Despite the often naive design and faithful copy of the animal represented, it can be described as an intense and ambiguous art: a fantasy of charm, of spell.
Imposing an animal form on ceramic clay or wood is equivalent – in my interpretation – to a metaphysical excess in Amazonian thought, within which everything has a mother or soul, everything can be transformed (a healer into a boa, for example). Everything that exists is wonderful, the product of a mystery and has the power to cause the alternatives of a destiny. A kind of “fourth” dimension of the world [11, 16].
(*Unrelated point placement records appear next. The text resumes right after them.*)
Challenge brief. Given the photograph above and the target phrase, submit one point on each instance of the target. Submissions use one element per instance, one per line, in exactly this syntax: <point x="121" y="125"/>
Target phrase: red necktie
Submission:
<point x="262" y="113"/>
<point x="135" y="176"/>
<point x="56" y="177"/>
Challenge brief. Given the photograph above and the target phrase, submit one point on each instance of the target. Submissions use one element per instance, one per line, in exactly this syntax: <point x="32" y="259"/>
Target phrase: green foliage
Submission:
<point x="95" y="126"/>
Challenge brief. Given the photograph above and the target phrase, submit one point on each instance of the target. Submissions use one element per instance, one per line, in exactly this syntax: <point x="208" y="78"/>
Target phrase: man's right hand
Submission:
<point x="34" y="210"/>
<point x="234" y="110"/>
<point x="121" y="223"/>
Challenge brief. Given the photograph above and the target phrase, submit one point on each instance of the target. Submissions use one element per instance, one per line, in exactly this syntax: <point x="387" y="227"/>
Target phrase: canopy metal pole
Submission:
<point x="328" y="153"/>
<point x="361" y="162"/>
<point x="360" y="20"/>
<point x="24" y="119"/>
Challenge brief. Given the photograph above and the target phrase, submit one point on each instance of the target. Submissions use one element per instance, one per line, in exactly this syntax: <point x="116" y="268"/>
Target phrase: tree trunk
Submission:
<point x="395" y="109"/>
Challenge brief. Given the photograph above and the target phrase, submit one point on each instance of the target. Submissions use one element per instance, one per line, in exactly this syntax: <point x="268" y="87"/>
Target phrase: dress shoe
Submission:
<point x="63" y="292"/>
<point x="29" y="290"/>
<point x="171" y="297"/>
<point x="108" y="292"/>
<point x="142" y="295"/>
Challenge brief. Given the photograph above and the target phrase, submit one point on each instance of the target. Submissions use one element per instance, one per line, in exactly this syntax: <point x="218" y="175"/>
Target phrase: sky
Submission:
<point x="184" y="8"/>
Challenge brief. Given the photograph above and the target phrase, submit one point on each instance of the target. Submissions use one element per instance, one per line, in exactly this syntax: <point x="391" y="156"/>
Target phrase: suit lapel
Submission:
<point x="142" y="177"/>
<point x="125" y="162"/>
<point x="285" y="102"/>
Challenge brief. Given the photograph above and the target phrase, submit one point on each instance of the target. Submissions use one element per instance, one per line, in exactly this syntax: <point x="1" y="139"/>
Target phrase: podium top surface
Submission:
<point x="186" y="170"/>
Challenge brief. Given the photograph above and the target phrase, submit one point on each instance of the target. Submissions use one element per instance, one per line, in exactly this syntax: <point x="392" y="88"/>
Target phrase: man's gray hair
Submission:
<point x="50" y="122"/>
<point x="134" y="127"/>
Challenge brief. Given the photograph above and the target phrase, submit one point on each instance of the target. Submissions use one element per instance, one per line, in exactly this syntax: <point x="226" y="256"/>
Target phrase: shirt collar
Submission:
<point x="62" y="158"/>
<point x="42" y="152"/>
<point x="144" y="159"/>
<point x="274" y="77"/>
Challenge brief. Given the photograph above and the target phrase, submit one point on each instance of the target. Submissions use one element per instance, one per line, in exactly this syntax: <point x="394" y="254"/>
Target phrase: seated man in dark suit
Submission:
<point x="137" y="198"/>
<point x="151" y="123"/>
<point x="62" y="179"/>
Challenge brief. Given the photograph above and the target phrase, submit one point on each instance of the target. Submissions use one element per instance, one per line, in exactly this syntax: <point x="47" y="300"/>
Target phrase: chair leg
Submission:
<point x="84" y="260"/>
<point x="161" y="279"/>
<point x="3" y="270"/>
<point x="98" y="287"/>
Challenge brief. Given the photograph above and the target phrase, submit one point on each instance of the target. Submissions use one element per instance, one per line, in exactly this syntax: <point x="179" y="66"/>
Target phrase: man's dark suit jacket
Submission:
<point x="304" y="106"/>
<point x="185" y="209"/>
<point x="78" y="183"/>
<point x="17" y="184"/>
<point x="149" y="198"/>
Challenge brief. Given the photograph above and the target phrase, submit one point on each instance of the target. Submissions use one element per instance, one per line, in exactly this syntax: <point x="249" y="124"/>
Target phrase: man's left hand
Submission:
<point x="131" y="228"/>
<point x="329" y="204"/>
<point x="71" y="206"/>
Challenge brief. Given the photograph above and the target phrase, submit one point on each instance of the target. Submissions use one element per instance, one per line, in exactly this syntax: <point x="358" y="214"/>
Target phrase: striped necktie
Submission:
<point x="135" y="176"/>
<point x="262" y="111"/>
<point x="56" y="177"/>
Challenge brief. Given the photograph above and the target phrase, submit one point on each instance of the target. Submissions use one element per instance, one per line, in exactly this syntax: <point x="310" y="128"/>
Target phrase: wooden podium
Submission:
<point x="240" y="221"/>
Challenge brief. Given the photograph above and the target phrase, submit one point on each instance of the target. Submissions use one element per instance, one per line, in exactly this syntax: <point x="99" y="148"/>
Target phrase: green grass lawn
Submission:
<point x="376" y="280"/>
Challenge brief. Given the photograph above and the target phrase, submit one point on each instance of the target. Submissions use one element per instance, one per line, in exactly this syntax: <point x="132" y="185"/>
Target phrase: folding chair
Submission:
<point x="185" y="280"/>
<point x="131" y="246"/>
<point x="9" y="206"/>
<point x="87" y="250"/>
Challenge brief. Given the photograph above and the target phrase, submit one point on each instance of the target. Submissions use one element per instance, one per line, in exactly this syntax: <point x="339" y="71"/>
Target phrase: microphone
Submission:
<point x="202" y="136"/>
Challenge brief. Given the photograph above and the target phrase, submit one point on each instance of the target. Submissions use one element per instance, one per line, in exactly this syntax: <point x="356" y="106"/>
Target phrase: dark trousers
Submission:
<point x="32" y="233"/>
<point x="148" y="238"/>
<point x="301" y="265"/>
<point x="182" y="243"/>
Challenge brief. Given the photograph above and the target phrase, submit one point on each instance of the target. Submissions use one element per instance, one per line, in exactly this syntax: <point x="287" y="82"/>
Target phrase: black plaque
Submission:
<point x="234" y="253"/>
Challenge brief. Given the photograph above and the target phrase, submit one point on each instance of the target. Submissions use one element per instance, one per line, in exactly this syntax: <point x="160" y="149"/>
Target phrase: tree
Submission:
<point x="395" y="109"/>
The pleasure or displeasure of inscribing in clay or wood (for example, a feeling of pleasure in achieving the form or excess of work to obtain it) is not an addition to the manufacture but an application of the artist’s emotional energy.
The Charm
The technical formula that produces the objects – small and fragile sculptures – is the basis of charm but it is not charm itself because it is put at the service of the world of the living animal and its potential quality of producing “luck” or “damage”, of “cure” or get sick. The trajectory of the object is also important: once completed and on the shelf of the carver, potter or merchant, its “purpose” begins: an ornament in a house in a distant country, an amulet, a carefully delivered gift (turtles wish fortune and health; bufeos, erotic luck). Each intentional perspective opens a semantic field of aesthetic representation but also of suspicion (of witchcraft) because the emotional energy of the context corresponds to the emotional dynamics of the artist.
Structure and Difference
The structuralists whose rise took place in the 50s, 60s and 70s of the 20th century, among whom Lévi-Strauss [17] stood out, emphasized that reality could be explained in terms of the displacement of conscious language towards the unconscious and through the opposition of immanent binary categories in human thought of the feminine/masculine type. They were displaced from scientific attention by post-structuralists – the most influential, Derrida – who postulated that structures are contingent, that binarism is cultural-European and that no development is linear and determined. Its consequence was to draw attention to one of the systemic relations of language: difference.
The Amazon Difference
Whether in the original representation, in the fantasizing, or in the enunciating, there are both the Levi- Straussian binary categories and the difference surplus to the structure. The inscription of the animal form in clay or wood is constituted as a specific thought: the ambiguity of charm. Able to reward and harm at the same time, to delight and terrify reality. Lacan [18] maintained that the symbolic order (source and reason of the subject) could be terrifying. In the Kukama Kukamiria case, this ambiguity can be condensed in “cultural forgetting”: a dramatic rupture (due to loss) and learning always threatened by disappearance. A threatened art always lacks certainty but does not stagnate its imagination [19].
Conclusions
A non-evaluative but interpretive analysis of popular art (in this case the Kukama Kukamiria) leads to a description of cultural formation in both structure and difference as well as its characteristics of authenticity and singularity (not its beauty or ugliness). The interpretive violence that compromises is anchored in the works themselves for the sole fact that – in its fantasizing psychic depth – it includes the thought/non-thought antinomy. In it the interpretation is stripped of security and truth although it assumes some founding intuitions.